Some historians argue that the entry of the US into the war and the campaigns the US was involved, often in joint action with the French, in addition to the UK / Commonwealth campaigns of 1918, in served to push the Germans to the point of collapse in 1918 when the general expectation of the allied leadership was that it would take until 1919 to force the Germans out of the territories they occupied.

Growing up in Canada, I was taught that the US entered WW2 well after Canada, and it was inferred that Canada stood up against Hitler before the US.

Then I read about the Canadian Conscription Crisis (WW2)[1] and learned that MacKenzie King was very opposed to going to war and preferred appeasement. His rationale was understandable - it was basically that any war would result in massive upheaval across the world, including Canada, particularly straining English-French relationships (as it did in WW1).

Canada ended up sending a volunteer division early on, comprised almost of entirely of English speakers.
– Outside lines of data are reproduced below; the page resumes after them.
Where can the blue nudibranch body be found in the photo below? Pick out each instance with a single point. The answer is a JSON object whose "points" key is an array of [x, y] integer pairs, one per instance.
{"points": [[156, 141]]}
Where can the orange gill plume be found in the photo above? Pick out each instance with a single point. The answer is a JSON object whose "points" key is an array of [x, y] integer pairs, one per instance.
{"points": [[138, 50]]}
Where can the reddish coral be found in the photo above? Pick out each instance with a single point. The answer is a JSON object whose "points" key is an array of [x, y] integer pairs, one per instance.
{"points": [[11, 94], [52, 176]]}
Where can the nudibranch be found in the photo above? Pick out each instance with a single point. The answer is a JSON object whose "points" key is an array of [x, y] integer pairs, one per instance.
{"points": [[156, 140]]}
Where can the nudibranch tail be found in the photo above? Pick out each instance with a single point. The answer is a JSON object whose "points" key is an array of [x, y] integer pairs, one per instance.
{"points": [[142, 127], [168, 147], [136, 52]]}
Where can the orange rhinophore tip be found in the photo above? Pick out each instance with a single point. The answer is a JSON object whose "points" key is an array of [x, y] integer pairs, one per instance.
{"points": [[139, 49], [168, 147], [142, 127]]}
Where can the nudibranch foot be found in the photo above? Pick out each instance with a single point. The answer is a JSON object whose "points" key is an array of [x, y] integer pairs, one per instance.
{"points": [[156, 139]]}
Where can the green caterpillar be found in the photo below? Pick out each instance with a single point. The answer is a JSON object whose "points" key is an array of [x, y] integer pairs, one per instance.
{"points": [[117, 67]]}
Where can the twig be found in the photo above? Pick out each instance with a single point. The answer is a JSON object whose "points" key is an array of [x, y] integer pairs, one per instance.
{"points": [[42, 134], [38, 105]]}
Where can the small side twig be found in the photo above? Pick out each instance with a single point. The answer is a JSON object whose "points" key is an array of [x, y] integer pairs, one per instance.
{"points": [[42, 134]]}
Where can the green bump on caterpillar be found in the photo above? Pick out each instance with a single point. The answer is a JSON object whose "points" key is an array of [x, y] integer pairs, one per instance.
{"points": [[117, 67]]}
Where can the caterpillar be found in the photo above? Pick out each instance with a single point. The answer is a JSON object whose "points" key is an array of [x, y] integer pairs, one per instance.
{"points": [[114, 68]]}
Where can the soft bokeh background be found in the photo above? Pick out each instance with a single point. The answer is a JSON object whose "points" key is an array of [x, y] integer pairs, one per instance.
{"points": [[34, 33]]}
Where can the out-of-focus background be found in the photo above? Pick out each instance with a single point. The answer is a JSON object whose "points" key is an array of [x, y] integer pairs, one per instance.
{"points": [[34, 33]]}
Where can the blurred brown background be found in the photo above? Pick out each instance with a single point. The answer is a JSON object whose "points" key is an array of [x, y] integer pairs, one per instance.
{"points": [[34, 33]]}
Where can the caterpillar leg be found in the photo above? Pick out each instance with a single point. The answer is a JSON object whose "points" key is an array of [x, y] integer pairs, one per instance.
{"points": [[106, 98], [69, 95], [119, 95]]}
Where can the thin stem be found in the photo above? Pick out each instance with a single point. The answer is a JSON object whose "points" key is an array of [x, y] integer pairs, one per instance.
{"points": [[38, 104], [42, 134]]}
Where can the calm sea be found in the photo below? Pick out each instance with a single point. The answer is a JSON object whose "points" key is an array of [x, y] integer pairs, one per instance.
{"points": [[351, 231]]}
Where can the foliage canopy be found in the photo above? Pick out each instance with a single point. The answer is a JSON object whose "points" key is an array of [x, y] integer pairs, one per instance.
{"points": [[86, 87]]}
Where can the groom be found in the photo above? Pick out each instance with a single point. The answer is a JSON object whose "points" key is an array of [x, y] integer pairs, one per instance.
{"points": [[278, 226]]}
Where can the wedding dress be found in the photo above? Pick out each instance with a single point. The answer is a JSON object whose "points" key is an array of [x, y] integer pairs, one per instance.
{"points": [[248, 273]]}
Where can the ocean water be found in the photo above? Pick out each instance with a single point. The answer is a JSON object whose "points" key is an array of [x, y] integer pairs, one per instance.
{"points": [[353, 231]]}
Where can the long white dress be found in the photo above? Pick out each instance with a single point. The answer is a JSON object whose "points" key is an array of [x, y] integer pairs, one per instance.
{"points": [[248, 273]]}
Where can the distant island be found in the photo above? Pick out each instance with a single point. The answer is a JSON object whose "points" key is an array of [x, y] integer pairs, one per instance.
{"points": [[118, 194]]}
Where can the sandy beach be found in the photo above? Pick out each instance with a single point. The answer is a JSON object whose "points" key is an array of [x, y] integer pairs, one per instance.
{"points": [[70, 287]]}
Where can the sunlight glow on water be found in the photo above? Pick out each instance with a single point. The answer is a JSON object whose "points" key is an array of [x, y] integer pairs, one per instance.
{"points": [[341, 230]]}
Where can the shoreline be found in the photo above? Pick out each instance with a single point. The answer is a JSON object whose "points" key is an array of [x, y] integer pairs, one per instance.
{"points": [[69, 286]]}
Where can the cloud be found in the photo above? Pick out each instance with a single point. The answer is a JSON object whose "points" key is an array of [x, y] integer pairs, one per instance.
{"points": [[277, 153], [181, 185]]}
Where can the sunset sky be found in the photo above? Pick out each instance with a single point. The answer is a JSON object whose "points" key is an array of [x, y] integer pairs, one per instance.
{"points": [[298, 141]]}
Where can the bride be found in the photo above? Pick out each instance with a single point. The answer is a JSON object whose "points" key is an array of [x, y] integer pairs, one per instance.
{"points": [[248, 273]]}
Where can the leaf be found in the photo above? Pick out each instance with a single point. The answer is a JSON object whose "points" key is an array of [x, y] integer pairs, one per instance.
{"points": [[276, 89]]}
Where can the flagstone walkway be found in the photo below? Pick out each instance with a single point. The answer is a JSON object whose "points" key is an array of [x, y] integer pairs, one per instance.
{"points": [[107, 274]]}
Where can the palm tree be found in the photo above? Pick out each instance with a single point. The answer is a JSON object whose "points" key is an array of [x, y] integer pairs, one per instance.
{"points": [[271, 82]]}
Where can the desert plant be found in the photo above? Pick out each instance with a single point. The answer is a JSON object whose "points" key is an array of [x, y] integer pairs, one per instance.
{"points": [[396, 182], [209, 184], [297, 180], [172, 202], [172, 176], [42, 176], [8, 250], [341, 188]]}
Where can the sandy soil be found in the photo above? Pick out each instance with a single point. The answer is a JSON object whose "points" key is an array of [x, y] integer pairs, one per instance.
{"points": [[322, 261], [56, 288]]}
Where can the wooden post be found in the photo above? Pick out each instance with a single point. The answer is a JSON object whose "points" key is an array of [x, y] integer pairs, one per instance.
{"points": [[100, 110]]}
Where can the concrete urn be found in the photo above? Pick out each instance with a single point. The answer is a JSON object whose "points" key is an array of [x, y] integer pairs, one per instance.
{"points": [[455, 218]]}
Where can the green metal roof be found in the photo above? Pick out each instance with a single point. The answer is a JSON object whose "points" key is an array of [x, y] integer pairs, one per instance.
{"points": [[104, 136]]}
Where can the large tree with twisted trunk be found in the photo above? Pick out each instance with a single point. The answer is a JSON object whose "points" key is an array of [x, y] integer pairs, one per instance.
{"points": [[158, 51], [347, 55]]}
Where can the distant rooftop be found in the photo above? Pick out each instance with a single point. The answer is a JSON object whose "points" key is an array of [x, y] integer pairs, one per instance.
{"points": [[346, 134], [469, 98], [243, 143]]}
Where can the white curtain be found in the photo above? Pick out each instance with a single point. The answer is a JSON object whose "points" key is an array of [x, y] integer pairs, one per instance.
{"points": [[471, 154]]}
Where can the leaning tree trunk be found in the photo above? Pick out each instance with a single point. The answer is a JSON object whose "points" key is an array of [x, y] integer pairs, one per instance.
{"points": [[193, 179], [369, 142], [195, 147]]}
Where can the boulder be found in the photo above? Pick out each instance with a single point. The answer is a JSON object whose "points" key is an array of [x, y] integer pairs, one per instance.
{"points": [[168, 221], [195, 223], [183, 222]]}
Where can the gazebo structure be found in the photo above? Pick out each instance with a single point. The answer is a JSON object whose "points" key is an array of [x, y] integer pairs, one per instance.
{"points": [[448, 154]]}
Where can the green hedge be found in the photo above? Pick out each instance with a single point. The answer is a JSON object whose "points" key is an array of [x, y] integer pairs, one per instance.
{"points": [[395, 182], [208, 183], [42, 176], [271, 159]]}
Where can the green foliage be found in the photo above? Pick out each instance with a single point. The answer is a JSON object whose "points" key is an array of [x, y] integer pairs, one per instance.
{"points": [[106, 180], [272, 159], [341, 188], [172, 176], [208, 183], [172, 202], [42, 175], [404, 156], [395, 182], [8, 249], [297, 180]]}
The French army ended up being called "Zombies" - trained, but never deployed. The one English division was run ragged - huge amounts of PTSD since they couldn't be relieved (there were no other soldiers to replace them).

Of course, conscription was eventually pursued (after a referendum) and Canada played a very large role in the European theatre. But the first few years were quite the cluster.


Between Dunkirk and Barbarossa Britain stood alone against Germany. Churchill’s “Blood, sweat, toil and tears” speech is a speech from a guy who is losing badly and has no illusions about it. The smart money on both sides of the Atlantic said it was hopeless and only an idiot wouldn’t sue for peace. Despite his many shortcomings, Churchill’s leadership was astonishing.

I would also regard ww1 as a European war in the early stages so no need for the us to enter the war

So would you say that it remained a European war until Canada joined, or until the US joined?

I would include Canada, Australia and New Zealand as part of European was as part of commonwealth and empire

Add to the list the sinking of Lusitania, I think.

So, did you just find that image of the Statue of Liberty on Reddit as well? https://www.reddit.com/r/interestingasfuck/comments/ixjn27/a... one of the top comment chains mentioned this explosion.

More of the story can be found at [0] but no pictures of actual damage. strangely I cannot find pictures of the actual damage but this [1] NY Times article has a close up of the original torch before it was replaced

[0] https://thesocietyforgentlemenexplorers.com/2019/10/when-ger...

[1] https://www.nytimes.com/interactive/2018/11/13/nyregion/stat...

Fun fact: The US declaration of war against Austria-Hungary, for a change, was justified by the sinking of the US ship Marguerite by a submarine whose officer "spoke Austrian"[0]. As the saying goes in my part of Europe, "winners are not judged".

[0] https://en.wikipedia.org/wiki/United_States_declaration_of_w...

There is an infinite amount to learn. Didn’t know we had our own Beruit-like blast (in terms of magnitude, not intent).

The explosion was an act of sabotage? I would have thought it were an event resulting from an act and not itself an act.